Mais preocupante ainda é o facto de as classificações na categoria de Segurança
e Estado de Direito terem sofrido quedas de ano para ano desde 2010.
Os dados do IIAG
sugerem que os fatores subjacentes às recentes quedas na categoria de Segurança
e Estado de Direito incluem ameaças crescentes à Segurança Pessoal e um
agravamento no Tráfico de Seres Humanos e na Agitação Social. Estas conclusões
são simplesmente inaceitáveis. Devem ser encaradas como um claro sinal de
alerta para o facto de o futuro poder ser caracterizado por menos conflitos
regionais, mas por uma maior agitação social e violência a nível nacional.
Em terceiro lugar,
apesar dos progressos gerais constatados no continente, verifica-se um fosso
crescente a nível de desempenho entre os países melhor e pior governados do
continente – os “ricos” e os “pobres”. A pontuação da Maurícia, situada no topo
da tabela, é mais de dez vezes superior à da Somália, que se encontra na cauda
da lista.
Há que retirar uma
lição fundamental deste facto. Através de uma colaboração mais estreita, é
possível partilhar as melhores práticas, incluindo as políticas, as estruturas
e as abordagens que são mais eficazes para um país e os seus cidadãos.
A partilha está no
espírito africano. Está imbuída nas nossas comunidades, através das nossas
empresas, aldeias e redes familiares locais. Mas a verdade é que ao longo dos
últimos 50 anos os africanos não partilharam entre si uma quantidade suficiente
dos seus conhecimentos, dados ou mesmo bens através do comércio no interior do
continente.
Hoje, a ajuda
tradicional dos doadores está a diminuir. A dependência de parceiros
estrangeiros para comprarem os nossos bens e nos enviarem recursos financeiros
tem de terminar. África é suficientemente rica para ser autónoma, mas é
necessário fazer mais trabalho. Não é possível haver uma unidade africana
sustentável sem construir uma forte coesão e solidariedade no interior do
continente.

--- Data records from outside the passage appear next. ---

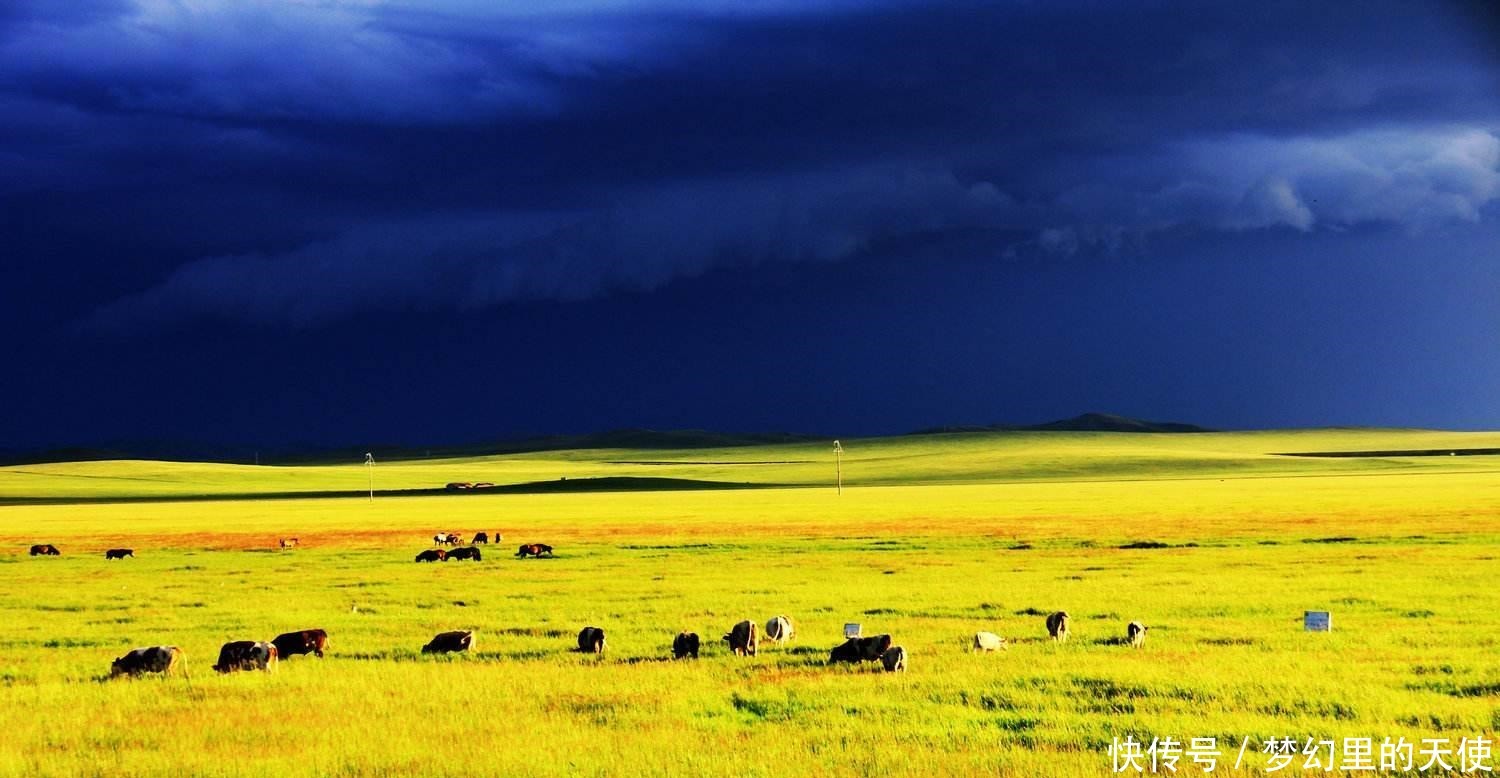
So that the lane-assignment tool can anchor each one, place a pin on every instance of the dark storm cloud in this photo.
(467, 155)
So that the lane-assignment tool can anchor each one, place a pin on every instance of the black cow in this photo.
(591, 640)
(684, 645)
(743, 639)
(861, 649)
(246, 655)
(147, 660)
(297, 643)
(450, 642)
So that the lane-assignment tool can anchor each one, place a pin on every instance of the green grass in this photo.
(983, 532)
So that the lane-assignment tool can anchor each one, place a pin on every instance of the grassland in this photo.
(935, 537)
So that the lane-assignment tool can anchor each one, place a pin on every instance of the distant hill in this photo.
(1080, 423)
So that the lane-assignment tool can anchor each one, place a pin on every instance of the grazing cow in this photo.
(591, 640)
(246, 655)
(453, 642)
(1058, 625)
(861, 649)
(684, 645)
(147, 660)
(779, 630)
(534, 549)
(743, 639)
(291, 645)
(987, 642)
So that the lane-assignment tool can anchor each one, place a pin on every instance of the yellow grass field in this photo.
(933, 538)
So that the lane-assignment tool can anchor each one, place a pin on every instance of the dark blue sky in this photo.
(342, 224)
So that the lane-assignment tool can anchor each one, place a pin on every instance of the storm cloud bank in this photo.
(321, 161)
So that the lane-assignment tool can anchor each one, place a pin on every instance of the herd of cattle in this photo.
(743, 637)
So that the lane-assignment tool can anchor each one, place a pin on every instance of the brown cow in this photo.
(246, 655)
(453, 642)
(305, 642)
(684, 645)
(861, 649)
(147, 660)
(743, 639)
(591, 640)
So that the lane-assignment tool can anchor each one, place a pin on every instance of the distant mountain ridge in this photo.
(623, 438)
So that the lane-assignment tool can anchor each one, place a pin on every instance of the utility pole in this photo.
(839, 465)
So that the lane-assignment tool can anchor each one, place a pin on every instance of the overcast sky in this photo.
(354, 222)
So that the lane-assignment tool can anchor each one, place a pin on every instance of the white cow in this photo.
(987, 642)
(779, 630)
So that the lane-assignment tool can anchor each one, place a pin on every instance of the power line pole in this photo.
(839, 465)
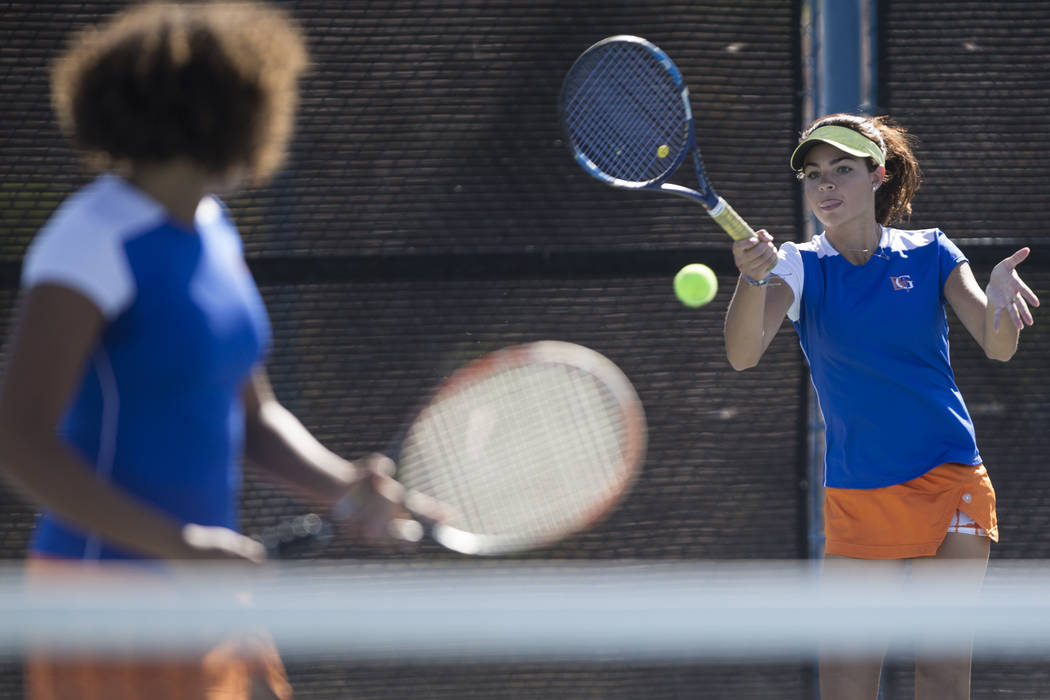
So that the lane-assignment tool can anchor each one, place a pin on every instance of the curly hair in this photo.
(213, 82)
(893, 200)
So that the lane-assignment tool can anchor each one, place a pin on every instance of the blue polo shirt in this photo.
(876, 337)
(159, 409)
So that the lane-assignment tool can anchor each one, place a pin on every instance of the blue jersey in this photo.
(159, 410)
(876, 337)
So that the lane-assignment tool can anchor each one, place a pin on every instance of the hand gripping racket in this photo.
(526, 445)
(627, 117)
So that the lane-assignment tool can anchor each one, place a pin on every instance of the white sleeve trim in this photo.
(82, 248)
(790, 269)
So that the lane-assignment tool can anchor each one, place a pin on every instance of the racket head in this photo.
(626, 112)
(527, 445)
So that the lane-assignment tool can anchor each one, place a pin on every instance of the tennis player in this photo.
(135, 381)
(904, 478)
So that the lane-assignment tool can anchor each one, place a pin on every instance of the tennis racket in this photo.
(526, 445)
(628, 120)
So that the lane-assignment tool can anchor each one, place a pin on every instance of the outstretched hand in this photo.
(1007, 291)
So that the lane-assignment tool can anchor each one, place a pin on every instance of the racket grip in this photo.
(303, 534)
(732, 223)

Daremos resposta às esperanças daqueles que apelaram à unidade
africana há 50 anos sem a terem.
De uma maneira
geral, uma avaliação honesta do continente, conforme ilustram os dados do IIAG
de 2013, deve salientar os enormes progressos alcançados em África, mas incluir
também um reconhecimento pragmático da distância que ainda resta percorrer.
O IIAG demonstra
que o panorama nada tem de homogéneo e que nem o afro-pessimismo nem o
afro-otimismo fazem jus à África moderna.